MOTIFS DE LA DECISION
Aux termes de l’article 472 du Code de procédure civile, lorsque le défendeur ne comparaît pas, il est néanmoins statué sur le fond, le juge ne faisant droit à la demande que s’il l’estime recevable, régulière et bien fondée. M. [G] [L] [Y] [N], non-comparant, ayant été régulièrement assigné, il sera statué malgré son absence.
Sur la demande en paiement
En vertu de l’article 7 c) et d) de la loi du 6 juillet 1989, le locataire est de répondre des dégradations et pertes qui surviennent pendant la durée du contrat dans les locaux dont il a la jouissance exclusive, à moins qu'il ne prouve qu'elles ont eu lieu par cas de force majeure, par la faute du bailleur ou par le fait d'un tiers qu'il n'a pas introduit dans le logement. Il est en outre obligé de prendre à sa charge l'entretien courant du logement, des équipements mentionnés au contrat et les menues réparations ainsi que l'ensemble des réparations locatives définies par décret en Conseil d'Etat, sauf si elles sont occasionnées par vétusté, malfaçon, vice de construction, cas fortuit ou force majeure.
Par ailleurs, aux termes de l'article 1353 du Code civil, il appartient à celui qui réclame l'exécution d'une obligation d'en rapporter la preuve. Réciproquement, celui qui se prétend libéré doit justifier le paiement ou le fait qui a produit l'extinction de son obligation.

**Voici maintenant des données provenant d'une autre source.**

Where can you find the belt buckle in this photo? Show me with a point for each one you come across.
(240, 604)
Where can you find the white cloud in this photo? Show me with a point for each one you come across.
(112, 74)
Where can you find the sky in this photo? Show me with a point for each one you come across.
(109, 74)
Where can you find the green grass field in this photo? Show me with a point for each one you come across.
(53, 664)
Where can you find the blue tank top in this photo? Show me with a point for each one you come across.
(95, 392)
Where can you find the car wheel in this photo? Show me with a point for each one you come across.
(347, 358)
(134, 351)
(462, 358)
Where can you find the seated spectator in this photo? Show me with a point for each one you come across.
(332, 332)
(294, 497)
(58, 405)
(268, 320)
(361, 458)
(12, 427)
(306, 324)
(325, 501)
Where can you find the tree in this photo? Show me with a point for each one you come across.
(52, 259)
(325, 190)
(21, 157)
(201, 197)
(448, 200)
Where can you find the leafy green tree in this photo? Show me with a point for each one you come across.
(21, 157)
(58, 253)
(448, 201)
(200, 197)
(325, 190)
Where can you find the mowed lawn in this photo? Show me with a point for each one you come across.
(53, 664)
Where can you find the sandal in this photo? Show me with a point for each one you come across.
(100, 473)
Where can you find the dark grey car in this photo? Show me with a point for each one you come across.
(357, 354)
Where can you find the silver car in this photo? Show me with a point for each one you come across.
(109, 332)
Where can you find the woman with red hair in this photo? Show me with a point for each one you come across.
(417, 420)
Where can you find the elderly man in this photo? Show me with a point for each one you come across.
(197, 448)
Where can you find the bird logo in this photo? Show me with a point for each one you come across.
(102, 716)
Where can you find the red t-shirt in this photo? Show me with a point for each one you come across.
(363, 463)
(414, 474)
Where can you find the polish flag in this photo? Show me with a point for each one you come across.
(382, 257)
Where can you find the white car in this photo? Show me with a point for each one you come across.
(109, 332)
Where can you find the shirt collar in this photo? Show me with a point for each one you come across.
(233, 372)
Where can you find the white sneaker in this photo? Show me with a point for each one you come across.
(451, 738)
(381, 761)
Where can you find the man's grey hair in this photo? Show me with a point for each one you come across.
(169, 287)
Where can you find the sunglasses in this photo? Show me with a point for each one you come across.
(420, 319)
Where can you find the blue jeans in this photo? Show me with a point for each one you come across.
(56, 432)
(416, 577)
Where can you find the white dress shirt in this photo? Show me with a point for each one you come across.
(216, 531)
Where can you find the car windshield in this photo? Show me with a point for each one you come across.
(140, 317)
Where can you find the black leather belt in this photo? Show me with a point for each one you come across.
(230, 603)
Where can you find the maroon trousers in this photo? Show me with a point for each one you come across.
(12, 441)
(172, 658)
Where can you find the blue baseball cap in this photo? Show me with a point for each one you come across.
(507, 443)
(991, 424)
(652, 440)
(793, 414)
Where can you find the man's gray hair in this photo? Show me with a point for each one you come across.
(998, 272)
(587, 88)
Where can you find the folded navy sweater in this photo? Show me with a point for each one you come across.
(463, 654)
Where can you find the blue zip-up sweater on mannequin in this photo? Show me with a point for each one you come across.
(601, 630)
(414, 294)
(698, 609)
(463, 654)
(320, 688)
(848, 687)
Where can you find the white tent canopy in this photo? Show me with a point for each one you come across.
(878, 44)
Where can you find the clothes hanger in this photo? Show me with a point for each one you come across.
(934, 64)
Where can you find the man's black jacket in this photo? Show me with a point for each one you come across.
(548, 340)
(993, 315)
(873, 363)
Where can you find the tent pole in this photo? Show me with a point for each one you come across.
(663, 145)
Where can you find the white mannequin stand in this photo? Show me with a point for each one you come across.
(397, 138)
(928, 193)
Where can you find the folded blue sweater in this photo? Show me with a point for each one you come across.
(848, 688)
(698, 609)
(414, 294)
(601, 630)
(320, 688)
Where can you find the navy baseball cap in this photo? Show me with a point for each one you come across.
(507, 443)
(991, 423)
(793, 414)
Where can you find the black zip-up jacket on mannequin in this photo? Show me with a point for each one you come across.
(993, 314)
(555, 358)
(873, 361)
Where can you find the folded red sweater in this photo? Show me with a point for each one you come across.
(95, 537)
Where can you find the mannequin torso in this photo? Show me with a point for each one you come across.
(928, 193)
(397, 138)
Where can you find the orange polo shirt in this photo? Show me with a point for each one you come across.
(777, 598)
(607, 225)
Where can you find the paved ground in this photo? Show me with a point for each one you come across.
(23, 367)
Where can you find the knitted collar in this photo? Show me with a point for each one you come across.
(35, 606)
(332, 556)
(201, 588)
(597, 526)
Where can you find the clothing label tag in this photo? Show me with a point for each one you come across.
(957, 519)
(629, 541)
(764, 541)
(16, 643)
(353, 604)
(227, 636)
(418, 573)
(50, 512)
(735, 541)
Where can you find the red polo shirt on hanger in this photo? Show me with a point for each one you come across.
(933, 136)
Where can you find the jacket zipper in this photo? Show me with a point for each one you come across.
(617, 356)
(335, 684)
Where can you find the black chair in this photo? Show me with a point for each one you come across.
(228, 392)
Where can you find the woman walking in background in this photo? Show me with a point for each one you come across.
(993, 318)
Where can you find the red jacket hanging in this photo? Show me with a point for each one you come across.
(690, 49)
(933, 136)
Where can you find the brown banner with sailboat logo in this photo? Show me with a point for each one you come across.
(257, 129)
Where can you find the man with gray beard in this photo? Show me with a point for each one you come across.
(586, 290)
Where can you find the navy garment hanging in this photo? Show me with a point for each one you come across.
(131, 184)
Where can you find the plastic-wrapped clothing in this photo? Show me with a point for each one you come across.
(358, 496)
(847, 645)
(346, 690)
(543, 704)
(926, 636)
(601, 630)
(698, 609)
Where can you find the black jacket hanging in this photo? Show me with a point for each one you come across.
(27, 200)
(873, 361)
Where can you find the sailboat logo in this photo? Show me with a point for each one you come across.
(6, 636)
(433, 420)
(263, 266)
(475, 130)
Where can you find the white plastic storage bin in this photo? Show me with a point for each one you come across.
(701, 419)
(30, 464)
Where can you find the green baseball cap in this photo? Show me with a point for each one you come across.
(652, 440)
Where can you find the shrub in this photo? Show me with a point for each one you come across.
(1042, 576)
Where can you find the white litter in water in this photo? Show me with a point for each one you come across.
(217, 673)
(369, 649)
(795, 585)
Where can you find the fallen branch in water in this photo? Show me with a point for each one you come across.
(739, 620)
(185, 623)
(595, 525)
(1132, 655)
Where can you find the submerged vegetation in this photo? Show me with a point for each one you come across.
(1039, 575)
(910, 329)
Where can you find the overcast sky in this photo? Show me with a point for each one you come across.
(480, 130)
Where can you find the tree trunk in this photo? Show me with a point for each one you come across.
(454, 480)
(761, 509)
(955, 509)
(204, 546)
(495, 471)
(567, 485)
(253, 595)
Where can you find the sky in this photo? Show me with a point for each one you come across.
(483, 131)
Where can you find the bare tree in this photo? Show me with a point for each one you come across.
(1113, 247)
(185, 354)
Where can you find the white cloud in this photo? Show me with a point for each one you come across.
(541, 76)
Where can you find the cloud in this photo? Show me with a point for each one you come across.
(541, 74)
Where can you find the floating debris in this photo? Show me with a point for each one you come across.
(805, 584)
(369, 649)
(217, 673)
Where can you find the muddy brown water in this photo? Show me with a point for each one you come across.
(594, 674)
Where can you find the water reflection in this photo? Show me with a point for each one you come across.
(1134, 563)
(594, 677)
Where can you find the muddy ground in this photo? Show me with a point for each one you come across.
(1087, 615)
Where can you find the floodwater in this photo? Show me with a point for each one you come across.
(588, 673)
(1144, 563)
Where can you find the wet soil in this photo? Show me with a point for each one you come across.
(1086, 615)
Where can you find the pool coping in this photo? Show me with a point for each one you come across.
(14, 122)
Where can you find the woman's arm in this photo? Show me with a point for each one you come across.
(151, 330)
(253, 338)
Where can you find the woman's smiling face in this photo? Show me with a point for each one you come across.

En l’espèce, M. [P] [Q] et Mme [B] [Q] née [O] [C] sollicitent la somme de 6371,17€ au titre des dégradations locatives et des défauts d’entretien par le locataire sortant, somme dont a été déduit le montant du dépôt de garantie de 800€.
Ils produisent à ce titre le constat d’état des lieux d’entrée, mentionnant un logement en bon état général outre des peintures remises à neuf, ainsi qu’un procès-verbal de constat établi par acte de commissaire de justice le 11 avril 2023, soit après la restitution des lieux, lequel laisse apparaitre plusieurs désordres locatifs et défauts d’entretien courant du logement, en particulier de la saleté, de multiples chocs et marques, outre certaines dégradations (notamment au niveau des boutons de la hotte, cassés, et de la chasse d’eau). Ils versent également aux débats plusieurs devis pour un montant total de 25.513,26€ ramené à la somme de 7171,17€ après déduction de certains postes qui n’apparaissent pas explicitement dégradés ou ayant subi un défaut d’entretien sur l’état des lieux de sortie, ceux qui sont dans le même état à l’entrée et à la sortie, ainsi que ceux apparaissant à plusieurs reprises dans les devis.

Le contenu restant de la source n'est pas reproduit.